TUNCAY GÜNEY’LE ABDURRAHMAN DİLİPAK’IN BİLGİ KAYNAĞI
Abdurrahman Dilipak’ın TGRT Haber Basın Odası’nda Hadi Özışık’a, Ergenekon davası, Cemaat-Hükümet kapışması ve kaset savaşları ile ilgili çarpıcı itiraflarını ve şimdi Kanada’da Hahamlık yapan Tuncay Güney’in açıklamalarını dikkatlerinize sunuyoruz. Ve tabi bu birbirine benzer gizli ve kirli bilgilere nasıl ulaştıklarını ve neyi amaçladıklarını da merak edip soruyoruz:
1- Ilımlı İslam bir ABD projesi ise Cemaat de bir ABD hizmetçisi miydi?

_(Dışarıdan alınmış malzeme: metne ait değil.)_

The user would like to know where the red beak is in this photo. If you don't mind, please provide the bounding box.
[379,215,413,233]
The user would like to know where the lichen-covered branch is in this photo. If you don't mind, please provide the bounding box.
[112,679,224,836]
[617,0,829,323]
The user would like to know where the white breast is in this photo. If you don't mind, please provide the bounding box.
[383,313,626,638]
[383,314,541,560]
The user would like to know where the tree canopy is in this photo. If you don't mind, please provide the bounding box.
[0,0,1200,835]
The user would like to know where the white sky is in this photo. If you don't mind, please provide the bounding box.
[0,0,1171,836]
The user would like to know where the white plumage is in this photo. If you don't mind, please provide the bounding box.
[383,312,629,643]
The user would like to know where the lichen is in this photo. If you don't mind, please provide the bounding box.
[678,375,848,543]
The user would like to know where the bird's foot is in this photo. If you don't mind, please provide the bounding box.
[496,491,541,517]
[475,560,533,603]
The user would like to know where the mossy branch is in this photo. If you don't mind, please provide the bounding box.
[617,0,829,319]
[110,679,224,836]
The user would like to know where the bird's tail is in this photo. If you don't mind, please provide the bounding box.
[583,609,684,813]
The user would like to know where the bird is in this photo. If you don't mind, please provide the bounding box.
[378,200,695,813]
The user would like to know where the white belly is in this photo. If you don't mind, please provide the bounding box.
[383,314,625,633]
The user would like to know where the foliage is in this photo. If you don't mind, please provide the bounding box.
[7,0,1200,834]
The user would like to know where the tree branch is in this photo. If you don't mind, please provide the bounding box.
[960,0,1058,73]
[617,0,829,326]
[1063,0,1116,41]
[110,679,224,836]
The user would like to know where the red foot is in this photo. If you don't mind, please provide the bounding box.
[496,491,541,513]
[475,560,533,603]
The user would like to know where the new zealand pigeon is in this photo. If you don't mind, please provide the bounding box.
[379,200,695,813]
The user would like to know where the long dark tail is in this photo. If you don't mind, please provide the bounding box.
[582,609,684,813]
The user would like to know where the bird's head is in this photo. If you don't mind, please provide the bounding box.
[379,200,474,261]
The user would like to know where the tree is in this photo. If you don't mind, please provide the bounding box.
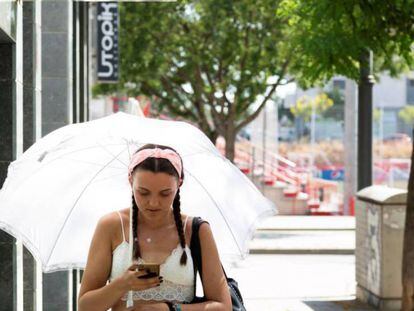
[290,93,333,122]
[95,0,293,161]
[398,106,414,127]
[277,0,414,310]
[323,87,345,121]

2- Ergenekon meselesi ABD’ye itiraz edenleri hizaya sokmak üzere tertiplendi ise, AKP’yi kimler yönetmekteydi?
3- Bazı AKP’li Milletvekillerine şantaj yapmak ve güdümlerine sokmak üzere, özel kadınlarla ilişkilerini belgeleyen kasetleri Cemaat hazırladı ise, iktidarın emrindeki TMSF’nin elinde nasıl ve niçin bekletilmekteydi?
4- Sn. Dilipak ve Tuncay Güney bu çok özel bilgilere nasıl erişmekteydi?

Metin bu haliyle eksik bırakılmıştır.